Dans quelle mesure la MGEN pourrait-elle organiser une information sur la loi Léonetti ? Cette loi date d’avril 2005. Cette loi accorde des droits au malade, sur la question délicate de la fin de vie (possibilité de rédiger des directives anticipées, d’exprimer son refus de l’acharnement thérapeutique, de demander le soulagement de la douleur par des sédatifs, au risque d’entraîner la mort…). Or elle demeure peu connue, voire inconnue du grand public. Cette méconnaissance de la législation a même été reconnue par les pouvoirs publics lors du récent débat sur la proposition de loi relative à « l’aide active à mourir », qui a eu lieu au Sénat le 25 janvier 2011. Plus curieux encore, l’attitude du personnel soignant qui ignore ou feint d’ignorer le texte. Hospitalisée l’an dernier à Reims, j’ai interrogé médecins, infirmières, personnel administratif, personnel d’accueil, je n’ai pu obtenir la moindre information.
Pourquoi ce silence ? La loi Leonetti précédée de celle du 4 mars 2002, modifie la relation malade/médecin. Elle rend le malade, en quelque sorte partenaire, bousculant évidemment le rapport traditionnel malade/médecin. Ce changement valable dès le début de sa prise en charge, devient essentiel pour la période de fin de vie, quand tout traitement s’avère inefficace. Le malade doit pouvoir rester acteur principal de sa propre existence jusqu’à son terme.
Certes la situation évolue dans le bon sens, mais la personne le plus souvent, se sent dépossédée du droit ultime de disposer d’elle-même. Tout au long de son existence, elle a pris les décisions qui organisent sa vie. Pourquoi serait-elle privée de ce droit en fin de vie ? Pourquoi sa vie serait-elle alors entre les mains de l’équipe médicale ? Le rôle des médecins est de soigner. Mais il s’agit là de la période où justement ils ne peuvent plus soigner. Les traitements à leur disposition s’avèrent inefficaces. Les médecins ont beaucoup de mal à accepter cet échec, on le comprend. La prise de décision devrait être partagée équipe médicale/patient et/ou famille.
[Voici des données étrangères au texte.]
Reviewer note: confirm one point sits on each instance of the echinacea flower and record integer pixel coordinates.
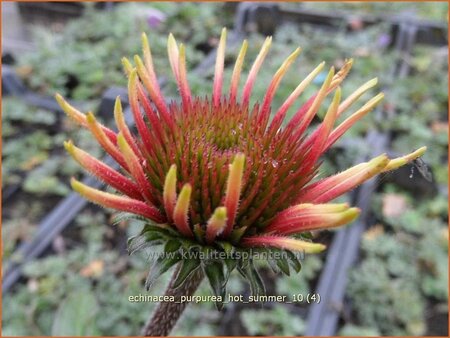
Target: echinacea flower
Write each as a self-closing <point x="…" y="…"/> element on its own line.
<point x="216" y="174"/>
La question de la prise en compte de la volonté du patient se pose également dans le débat actuel sur la dépendance réduit au débat sur « le financement » de la dépendance. On saute à mon avis une première étape essentielle : une réflexion sur l’apparition d’un nouvel âge de la vie, qualifié de « dépendance », cet affreux mot à la tonalité péjorative. A qui doit-on cette nouvelle période de vie plus ou moins longue, plus ou moins douloureuse ? Phénomène naturel auquel toute personne âgée doit se soumettre sans discussion ? ou Conséquence des progrès de la médecine – donc des hommes – qui butent à un certain moment sur l’échec thérapeutique ? Dans cette ultime étape où la médecine s’avère impuissante, ultime étape parfois dégradante, souvent douloureuse pour le patient et pour ses proches, pourquoi n’aurait-il pas le choix de l’accepter ou de la refuser ?
Par ailleurs Il est dit clairement que la dépendance ne pourra être prise en charge par le financement public. Qu’il faudra s’appuyer sur un système d’assurances. On parle même d’un « gage sur l’héritage ». Si le financement repose en partie sur une responsabilité individuelle , toute personne doit avoir la liberté de choisir : prolonger sa vie en bénéficiant de soins palliatifs, sortir de la vie quand elle est devenue inhumaine, pour elle et pour ses proches.